Entering into the heart of Nara Park we are greeted by a small, friendly deer wandering freely throughout the grounds. Approaching us, the deer bows its head down, as if to say hello.
“Oh, so cute! Look how she’s bowing her head,” I enthusiastically announced to Mike. “I think she’s politely asking for some deer crackers.”
Mike extends his hand out and the deer quickly, yet gently, takes the cracker from his hand.
This was quite the contrast to our first experience with deer in Japan, a few days earlier. In Miyajima, the deer that wander the island were much more aggressive, munching on backpacks in an attempt to wrangle away any food or loose pieces of paper.
Luckily, this was not so in Nara. The deer in Nara Park are far better behaved, even demonstrating some manners when asking to be fed. Surprisingly tame, I can see why Nara’s deer are greatly beloved. They are so darn cute!
In actuality, the reverence for Nara’s deer probably stems more from Shinto religion, rather than their adorable appearance. In Shinto, deer are considered to be messengers of the gods. At one point, way back in ancient times, killing a deer in Nara was considered a terrible crime, punishable by death.
Although they are no longer considered sacred, the deer in Nara Park are so special that they have been protected as a national treasure.
Even though there are many things to see and do in Nara Park, feeding the deer is definitely my favourite memory.
There was one deer I fed for quite a while, under the shade of a blossoming cherry tree. Raising my hand up to put the cracker over my head, the deer would bow its head down, politely asking to be fed. This deer, my little Japanese Bambi as I liked to call it, eventually trusted me enough to let me pet it. It was such a sweetheart!

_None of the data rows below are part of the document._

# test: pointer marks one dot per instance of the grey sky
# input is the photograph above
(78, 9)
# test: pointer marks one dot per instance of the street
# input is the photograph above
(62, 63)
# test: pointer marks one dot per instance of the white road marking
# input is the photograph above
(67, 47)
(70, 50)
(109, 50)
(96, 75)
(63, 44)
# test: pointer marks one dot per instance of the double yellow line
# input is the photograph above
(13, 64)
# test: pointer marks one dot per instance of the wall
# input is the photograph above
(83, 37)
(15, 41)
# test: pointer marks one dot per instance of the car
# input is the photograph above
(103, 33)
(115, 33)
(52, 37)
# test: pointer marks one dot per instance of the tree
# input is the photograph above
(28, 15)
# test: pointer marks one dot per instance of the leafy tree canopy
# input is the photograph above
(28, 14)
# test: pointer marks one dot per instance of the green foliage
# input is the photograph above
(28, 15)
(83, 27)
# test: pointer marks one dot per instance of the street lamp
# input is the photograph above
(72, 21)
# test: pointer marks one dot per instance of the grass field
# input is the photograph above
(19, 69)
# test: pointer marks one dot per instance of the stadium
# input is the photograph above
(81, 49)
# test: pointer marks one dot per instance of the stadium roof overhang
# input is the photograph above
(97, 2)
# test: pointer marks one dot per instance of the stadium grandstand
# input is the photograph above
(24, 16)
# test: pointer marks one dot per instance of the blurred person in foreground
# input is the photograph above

Admittedly, not all of the deer were so polite as to bow their heads when asking for a cracker, or allow you to pet them. Yet, even when I was surrounded by a small group of hungry deer, none of them got aggressive. Maybe the key is to be relaxed and not tease them with the crackers.

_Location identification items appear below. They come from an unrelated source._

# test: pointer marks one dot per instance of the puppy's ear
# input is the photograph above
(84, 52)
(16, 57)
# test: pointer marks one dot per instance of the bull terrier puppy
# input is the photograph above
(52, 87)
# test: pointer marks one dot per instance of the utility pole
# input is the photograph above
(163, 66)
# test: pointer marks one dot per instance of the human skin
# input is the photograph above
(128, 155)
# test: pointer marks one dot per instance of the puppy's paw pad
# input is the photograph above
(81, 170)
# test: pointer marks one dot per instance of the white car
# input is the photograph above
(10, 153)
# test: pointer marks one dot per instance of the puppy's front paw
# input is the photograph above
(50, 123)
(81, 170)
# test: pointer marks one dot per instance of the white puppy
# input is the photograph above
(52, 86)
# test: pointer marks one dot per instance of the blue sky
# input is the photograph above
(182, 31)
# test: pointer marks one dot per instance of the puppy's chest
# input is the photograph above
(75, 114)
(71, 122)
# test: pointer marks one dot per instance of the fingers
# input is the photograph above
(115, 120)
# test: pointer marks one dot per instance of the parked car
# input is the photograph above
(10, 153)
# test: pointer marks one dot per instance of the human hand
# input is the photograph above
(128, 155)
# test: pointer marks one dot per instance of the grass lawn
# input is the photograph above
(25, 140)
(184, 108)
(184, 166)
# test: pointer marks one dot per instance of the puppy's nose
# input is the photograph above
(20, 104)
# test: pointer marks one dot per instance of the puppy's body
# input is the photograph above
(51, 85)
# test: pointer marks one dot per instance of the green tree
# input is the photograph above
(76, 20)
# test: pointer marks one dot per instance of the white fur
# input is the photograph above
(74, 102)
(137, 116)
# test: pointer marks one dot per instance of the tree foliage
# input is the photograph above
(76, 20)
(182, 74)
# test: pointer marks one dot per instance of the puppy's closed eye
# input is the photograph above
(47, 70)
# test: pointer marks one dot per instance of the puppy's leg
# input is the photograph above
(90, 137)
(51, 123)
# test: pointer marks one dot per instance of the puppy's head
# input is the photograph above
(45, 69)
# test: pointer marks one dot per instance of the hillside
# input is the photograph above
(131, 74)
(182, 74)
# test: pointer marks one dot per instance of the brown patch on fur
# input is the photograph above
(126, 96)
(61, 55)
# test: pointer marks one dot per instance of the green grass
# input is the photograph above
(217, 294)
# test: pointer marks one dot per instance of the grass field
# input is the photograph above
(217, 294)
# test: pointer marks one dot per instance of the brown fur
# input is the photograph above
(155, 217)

I don’t even want to know how much money we shelled out for deer crackers, but as an animal lover, it was money well spent. I probably would have fed each of the 1,200 deer in the park, if it were possible!

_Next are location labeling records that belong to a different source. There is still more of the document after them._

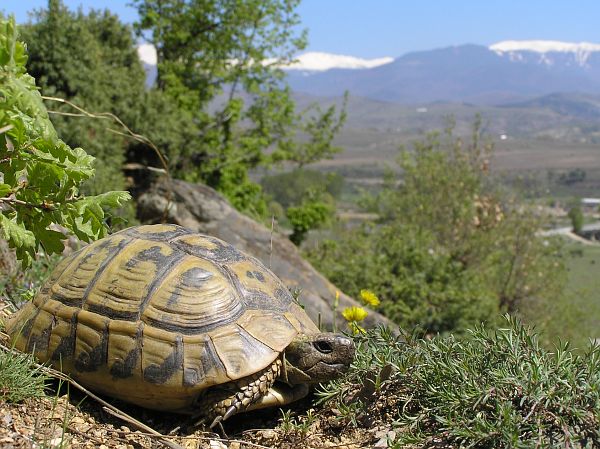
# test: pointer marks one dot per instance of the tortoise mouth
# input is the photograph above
(323, 370)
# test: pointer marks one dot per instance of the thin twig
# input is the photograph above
(12, 201)
(129, 133)
(109, 407)
(6, 128)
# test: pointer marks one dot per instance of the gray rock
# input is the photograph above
(202, 209)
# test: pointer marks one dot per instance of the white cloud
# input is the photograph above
(318, 61)
(147, 53)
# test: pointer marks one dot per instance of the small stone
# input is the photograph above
(268, 434)
(384, 438)
(214, 444)
(7, 419)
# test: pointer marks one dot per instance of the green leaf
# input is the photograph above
(4, 189)
(16, 234)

Tips for Feeding Deer in Nara Park
- The deer can be found freely roaming through most parts of Nara Park, so you never have to go far to find them.
- Special deer crackers (shika senbei) are for sale in packs of about 10 for 150 yen. Just look for the carts/kiosks scattered throughout the park.
- To ask the deer to bow its head, hold the cracker overhead. They sometimes would also bow when we’d put it behind our back. Be sure to reward their good manners with a cracker!
- Even though we didn’t experience or witness any aggressive behavior from the deer in Nara Park, it can happen. Keep your paper maps tucked away and don’t panic if a deer nips at your clothing.